Five middle grade authors, whose books were selected for the Buzz Panel, talk about their inspiration.

Marie Miranda Cruz

Everlasting Nora (Tor/Starscape, Oct.)

“My novel is about a girl who lives among the squatters in a Manila cemetery, longing to have a real home again and go back to school. When her mother, who has a gambling addiction, goes missing, Nora’s friends and neighbors rally around her, and she discovers the strength to find her mother.

“My inspiration came from an article I read about a missionary who met a girl in the Philippines whose mother had abandoned her in the cemetery. I was so moved by her plight, and thought a lot about her and so many like her. I live in California, but I grew up in the Philippines, and it wasn’t until I had children of my own that I realized there are so few children’s books that mirror the lives of Filipino-American children. I wanted to change that.”

Mark Tatulli

Short and Skinny (Little, Brown, Oct.)

“This is my graphic novel memoir of the summer of 1977, when I was going into eighth grade. I was tired of being bullied, and so, determined to bulk up and get taller, I used mail-order gimmicks from my comic books. But then Star Wars came out and changed my life in a way I never saw coming. I was inspired to create my own version of the movie on paper, and in doing so found my confidence.

“I hope my struggle for confidence resonates with readers who feel like they, too, are coming up short, and shows them that clarity and purpose can arrive when they least expect it. What surprised me most about examining my middle grade years was my cathartic reaction to things I hadn’t thought about in a very, very long time.”

Patti Kim

I’m Ok (Atheneum, Oct.)

“Ok Lee is one stressed-out boy. After he loses his father to a freak accident, his mother must take on multiple jobs. Ok tries to help out by starting a hair-braiding business. Then Ok’s mother starts dating a man with a shady reputation, and life gets way more complicated than Ok can handle.
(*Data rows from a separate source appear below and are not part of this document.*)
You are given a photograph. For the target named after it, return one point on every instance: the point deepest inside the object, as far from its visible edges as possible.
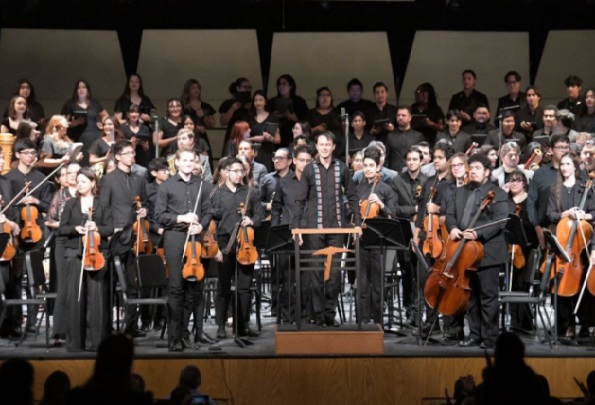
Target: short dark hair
(328, 135)
(471, 72)
(514, 73)
(480, 158)
(354, 82)
(372, 153)
(120, 145)
(573, 80)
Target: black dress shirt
(178, 197)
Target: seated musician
(461, 209)
(564, 202)
(372, 192)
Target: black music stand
(384, 234)
(555, 249)
(280, 242)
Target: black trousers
(483, 303)
(227, 271)
(371, 273)
(322, 297)
(182, 294)
(87, 322)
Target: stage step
(346, 339)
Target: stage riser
(323, 380)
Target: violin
(140, 228)
(92, 259)
(10, 251)
(566, 232)
(368, 209)
(193, 269)
(447, 288)
(433, 245)
(246, 253)
(31, 231)
(519, 260)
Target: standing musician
(282, 161)
(38, 202)
(289, 188)
(68, 191)
(119, 189)
(564, 201)
(8, 222)
(408, 189)
(539, 189)
(159, 170)
(176, 199)
(225, 206)
(327, 184)
(484, 283)
(87, 308)
(379, 198)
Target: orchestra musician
(87, 310)
(408, 190)
(483, 304)
(225, 206)
(564, 200)
(118, 191)
(284, 206)
(327, 183)
(26, 154)
(176, 199)
(373, 192)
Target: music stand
(280, 242)
(555, 249)
(384, 234)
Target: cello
(447, 289)
(566, 232)
(433, 245)
(140, 228)
(193, 268)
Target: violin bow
(194, 212)
(49, 176)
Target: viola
(370, 209)
(447, 289)
(210, 246)
(31, 231)
(92, 259)
(574, 235)
(140, 228)
(246, 253)
(10, 251)
(433, 245)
“In middle school, I braided hair, and it gave me a sense of identity, purpose, and belonging. Those memories, I realized, held rich fiction potential. And what if the hair braider were a boy? Onto the benign scene of one kid braiding another’s hair, I painted a backdrop of struggling with poverty, coping with death, searching for belonging, and being an immigrant. Immigrant stories never cease to inspire me. It’s my own family’s story. They are stories of obstacles being transformed into opportunities.”

Molly Brooks

Sanity & Tallulah, Book 1 (Disney-Hyperion, Oct.)

“Sanity and Tallulah live on a space station and are constantly getting into weird trouble. In this book, Sanity’s latest science project (a three-headed kitten) escapes from the laboratory and causes mayhem. The characters originated in a zine I made with my friend Andrea Tsurumi a few years ago. I envisioned Sanity and Tallulah as a kind of Nancy Drew/Star Trek/buddy-cop mashup: close friends who banter and bicker and work together to find clever solutions to problems—some of which they’ve caused themselves.

“I love telling stories. Nothing gives me joy like designing the puzzle of a plot and the careful trail of imagery that will guide readers through it. Creating my first graphic novel was a lot of work and at times super frustrating, and I hope I get to keep doing it forever.”

Damien Love

Monstrous Devices (Viking, Nov.)

“In this old-school adventure tinged with magic and the macabre, Alex, a 12-year-old in a humdrum British town, receives an old tin robot from his globe-trotting grandfather. He quickly realizes there’s something different about this toy. And possibly deadly. Soon, he and his grandfather are on a breakneck chase through a snowy Europe, pursued by assassins of various kinds.

“There were two key inspirations. I got thinking about the books, comics, TV shows, [and] movies I loved as a kid. And I remember trying to write stories something like this story at the kitchen table when I was eight, but I got distracted for 30-odd years. Monstrous Devices traveled a long road before finding a publisher, but it found absolutely the perfect publisher in the end. I’m from Glasgow, and we have a saying in Scotland: ‘Whit’s fur ye’ll no go by ye,’ which roughly translates as que sera sera.”